#Convolutional Neural Networks

---


##In this tutorial I will be using Keras with TensorFlow as backend to calssify digits from the MNIST Dataset

First you need to install Keras using the following lines

In [1]:
# https://keras.io/
!pip install -q keras
import keras

Using TensorFlow backend.


Then import Keras and all the layers and libraries we need

In [0]:
import numpy
from keras import backend as K
from keras.datasets import mnist
from keras.utils import np_utils

We then import the layers of the convolutional neural network.The network consists of two main components :

1. Convolutional layers : the convolutional layer is responsible for the convolutional operation in which feature maps identifies features in the images.
and is usually followed by two types of layers which are :
>*   **Dropout** : Dropout is a regulization technique where you turn off part of the network's layers randomally to increase regulization and hense decrease overfitting. We use when the training set accuracy is muuch higher than the test set accuracy.
>*   **Max Pooling** : The maximum output in a rectangular neighbourhood. It is used to make the network more flexible to slight changes and decrease the network computationl expenses by extracting the group of pixels that are highly contributing to each feature in the feature maps in the layer.
2. Dense layers : The dense layer is a fully connected layer that comes after the convolutional layers and they give us the output vector of the Network.

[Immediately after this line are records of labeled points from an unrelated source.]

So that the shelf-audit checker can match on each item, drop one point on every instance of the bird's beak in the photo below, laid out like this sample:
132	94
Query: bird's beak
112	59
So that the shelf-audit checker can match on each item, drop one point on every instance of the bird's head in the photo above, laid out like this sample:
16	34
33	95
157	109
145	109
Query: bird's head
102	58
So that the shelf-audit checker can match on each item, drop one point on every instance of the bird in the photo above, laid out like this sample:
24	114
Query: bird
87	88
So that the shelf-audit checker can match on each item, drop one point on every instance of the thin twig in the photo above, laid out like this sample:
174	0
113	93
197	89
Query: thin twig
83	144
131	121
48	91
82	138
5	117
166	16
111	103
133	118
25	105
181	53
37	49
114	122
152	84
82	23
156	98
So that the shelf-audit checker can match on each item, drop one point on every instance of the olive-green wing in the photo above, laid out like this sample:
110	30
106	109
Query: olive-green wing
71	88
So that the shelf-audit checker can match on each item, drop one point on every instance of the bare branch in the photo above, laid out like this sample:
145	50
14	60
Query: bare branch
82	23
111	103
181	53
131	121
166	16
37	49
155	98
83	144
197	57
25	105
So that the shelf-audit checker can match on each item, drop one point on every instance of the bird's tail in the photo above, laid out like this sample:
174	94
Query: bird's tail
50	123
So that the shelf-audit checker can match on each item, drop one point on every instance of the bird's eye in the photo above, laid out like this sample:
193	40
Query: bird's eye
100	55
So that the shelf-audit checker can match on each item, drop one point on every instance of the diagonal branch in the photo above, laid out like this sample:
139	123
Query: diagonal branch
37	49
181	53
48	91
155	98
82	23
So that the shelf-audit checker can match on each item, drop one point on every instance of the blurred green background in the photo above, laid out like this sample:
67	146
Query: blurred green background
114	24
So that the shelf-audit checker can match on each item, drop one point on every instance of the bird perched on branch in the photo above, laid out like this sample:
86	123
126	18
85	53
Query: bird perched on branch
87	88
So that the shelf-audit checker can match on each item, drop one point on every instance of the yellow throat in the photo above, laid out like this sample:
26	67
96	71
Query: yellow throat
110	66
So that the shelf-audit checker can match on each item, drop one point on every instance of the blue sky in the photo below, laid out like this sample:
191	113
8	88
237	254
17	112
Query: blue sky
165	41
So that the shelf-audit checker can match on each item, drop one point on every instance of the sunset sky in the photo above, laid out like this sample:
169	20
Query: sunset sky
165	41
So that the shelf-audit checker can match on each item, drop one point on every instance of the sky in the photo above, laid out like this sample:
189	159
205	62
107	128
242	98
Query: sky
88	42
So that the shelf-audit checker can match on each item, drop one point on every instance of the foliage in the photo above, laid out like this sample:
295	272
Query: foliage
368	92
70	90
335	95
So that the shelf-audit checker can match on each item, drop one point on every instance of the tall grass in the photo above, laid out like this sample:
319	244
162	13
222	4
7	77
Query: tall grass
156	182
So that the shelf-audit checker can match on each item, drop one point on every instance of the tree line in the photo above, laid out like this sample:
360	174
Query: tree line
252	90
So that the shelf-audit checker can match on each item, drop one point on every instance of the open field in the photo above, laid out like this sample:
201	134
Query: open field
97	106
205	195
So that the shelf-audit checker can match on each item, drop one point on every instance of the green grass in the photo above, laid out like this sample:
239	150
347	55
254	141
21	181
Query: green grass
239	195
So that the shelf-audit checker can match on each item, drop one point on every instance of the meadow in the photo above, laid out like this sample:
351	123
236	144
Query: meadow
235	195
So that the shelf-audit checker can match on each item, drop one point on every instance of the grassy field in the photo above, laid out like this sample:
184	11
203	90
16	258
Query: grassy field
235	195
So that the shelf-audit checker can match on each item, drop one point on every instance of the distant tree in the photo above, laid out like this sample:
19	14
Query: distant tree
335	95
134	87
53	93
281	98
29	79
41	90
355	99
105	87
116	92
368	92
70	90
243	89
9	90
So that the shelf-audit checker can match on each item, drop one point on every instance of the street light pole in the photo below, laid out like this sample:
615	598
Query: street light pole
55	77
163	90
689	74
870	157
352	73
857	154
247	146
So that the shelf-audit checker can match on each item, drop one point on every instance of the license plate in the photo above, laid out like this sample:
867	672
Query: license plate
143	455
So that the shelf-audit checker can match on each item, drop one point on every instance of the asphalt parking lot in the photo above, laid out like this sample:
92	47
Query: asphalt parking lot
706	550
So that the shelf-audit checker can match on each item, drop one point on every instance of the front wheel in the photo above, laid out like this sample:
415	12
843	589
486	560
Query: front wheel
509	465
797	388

As a convention in Convolutional Neural Network we decrease the dimensions of the layers as we go deeper and increase the number of feature maps to make it detect more features and decrease the number of computational cost.

![alt text](https://raw.githubusercontent.com/MoghazyCoder/Machine-Learning-Tutorials/master/Untitled.png)

 

In [0]:
from keras.layers import Dense, Dropout,Flatten
from keras.layers.convolutional import Conv2D, MaxPooling2D

Sequential layers are stacked such that every layer passes its output to the next layer without you specifying extra information so we import Sequential from models

In [0]:
from keras.models import Sequential
model = Sequential()

We must specify which data format convention Keras will follow using the following line of code. Keras can accept the number of channels before other dimensions or after it but here we have to specify which convention we will use. We will use channels last which is Tensorflow's convention .

In [0]:
K.set_image_data_format('channels_last')
numpy.random.seed(0)

We should call mnist.load_data() which contains the mnist Dataset of 60,000 28x28 grayscale images of the 10 digits, along with a test set of 10,000 images.  when we call mnist.load_data() it returns two tuples one for the training set containing the images and their corresponding lables and another one for the test set.

In [6]:
(X_train, y_train), (X_test, y_test) = mnist.load_data()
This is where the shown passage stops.